In 2024, when offered a choice between placing restrictions on imported foreign goods to protect American jobs or have no restrictions to enable consumers to have the most choices and the lowest prices, two-thirds of Americans (66%) favor restricting the import of foreign goods. This is an area of strong bipartisan agreement: 77 percent of Republicans and 63 percent of Democrats are in favor of those restrictions. This, despite majorities of Democrats (69%) and 47 percent of Republicans saying international trade was good for creating jobs in the United States.
Following the COVID-19 pandemic, the search for secure supply chains has become a key pillar in successive presidential administrations. Of course, this often runs directly counter to the tenets of free trade that led to the distributed production process. Those globalized supply chains allowed products to be produced at lower costs even if that meant increasingly complex supply chains that were more difficult to navigate or circumvent in an emergency. The COVID-19 pandemic was just such an emergency. The pandemic-era shortages in critical supplies such as protective equipment and semiconductors experienced by the American public—and the subsequent messaging from Republican and Democratic presidents—seem to have struck a chord with many Americans.

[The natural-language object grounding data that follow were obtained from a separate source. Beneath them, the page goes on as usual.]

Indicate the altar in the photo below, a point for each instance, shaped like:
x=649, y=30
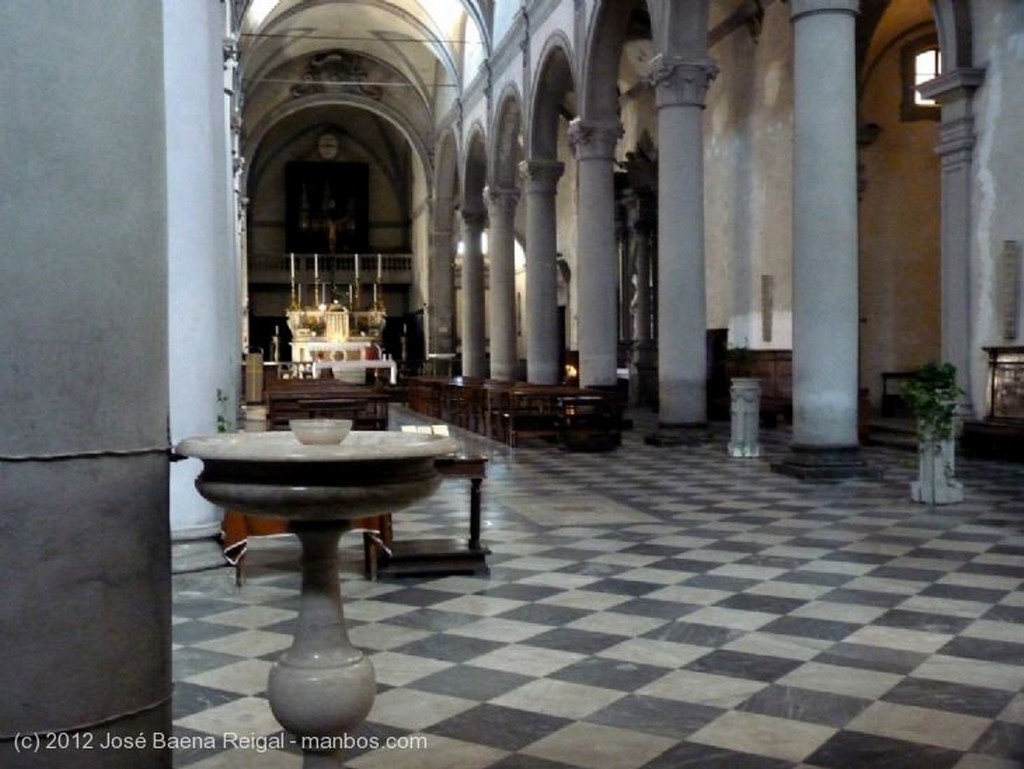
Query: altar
x=337, y=339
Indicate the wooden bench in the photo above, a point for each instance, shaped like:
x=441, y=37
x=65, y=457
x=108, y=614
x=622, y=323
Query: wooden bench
x=309, y=398
x=893, y=403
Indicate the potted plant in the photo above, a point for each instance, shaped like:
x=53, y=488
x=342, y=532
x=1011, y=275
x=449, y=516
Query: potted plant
x=931, y=395
x=744, y=402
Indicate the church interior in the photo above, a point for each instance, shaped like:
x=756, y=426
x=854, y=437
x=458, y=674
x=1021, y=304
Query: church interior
x=662, y=282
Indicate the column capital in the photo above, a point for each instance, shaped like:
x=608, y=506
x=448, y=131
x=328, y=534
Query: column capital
x=501, y=201
x=953, y=86
x=681, y=82
x=594, y=139
x=541, y=175
x=799, y=8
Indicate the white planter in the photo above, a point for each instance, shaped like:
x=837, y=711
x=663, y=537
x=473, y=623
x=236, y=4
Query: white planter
x=937, y=482
x=745, y=417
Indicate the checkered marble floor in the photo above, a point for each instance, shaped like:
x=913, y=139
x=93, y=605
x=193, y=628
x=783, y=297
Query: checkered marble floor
x=654, y=607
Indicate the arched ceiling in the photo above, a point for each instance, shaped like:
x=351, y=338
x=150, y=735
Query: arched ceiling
x=408, y=54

When asked what kind of trade policy the United States should pursue, a plurality of Americans (41%) prefer to reduce international trade and seek greater self-sufficiency in all areas. Thirty-five percent favor pursuing a policy of global free trade, and two in 10 (20%) say Washington should create a trade bloc of friends and partners while excluding other nations.
However, Republicans and Democrats disagree on which of these broad policies the United States should pursue. A majority of Republicans (55%) prefer greater self-sufficiency and reduced international trade, compared to three in 10 Democrats (31%). Meanwhile, a plurality of Democrats (43%) want to pursue global free trade, while only one in five Republicans agree (20%).
Conclusion
Americans on the whole are broadly supportive of free trade and are aware of the benefits it brings to the country and to their own lives. But they seem to want it both ways: reaping the benefits of international trade while at the same time placing restrictions on that trade to protect American jobs. It is unclear how well those two things can co-exist. The allure of greater self-sufficiency is not likely to abate in the near future. However, the willingness to pay higher prices for goods in what has already been an inflationary period will be the real litmus test moving forward.
This analysis is based on data from the 2024 Chicago Council Survey of the American public on foreign policy, a project of the Lester Crown Center on US Foreign Policy. The 2024 Chicago Council Survey was conducted June 21-July 1, 2024 by Ipsos using its large-scale nationwide online research panel, KnowledgePanel, in both English and Spanish among a weighted national sample of 2,106 adults aged 18 or older living in all 50 US states and the District of Columbia. The margin of sampling error for the full sample is ±2.3 percentage points including a design effect of 1.1229. The margin of error is higher for partisan subgroups or for partial-sample items.
Partisan identification is based on how respondents answered a standard partisan self-identification question: “Generally speaking, do you think of yourself as a Republican, a Democrat, an Independent, or what?”
The 2024 Chicago Council Survey is made possible by the generous support of the Crown family, the Korea Foundation, and the United States-Japan Foundation.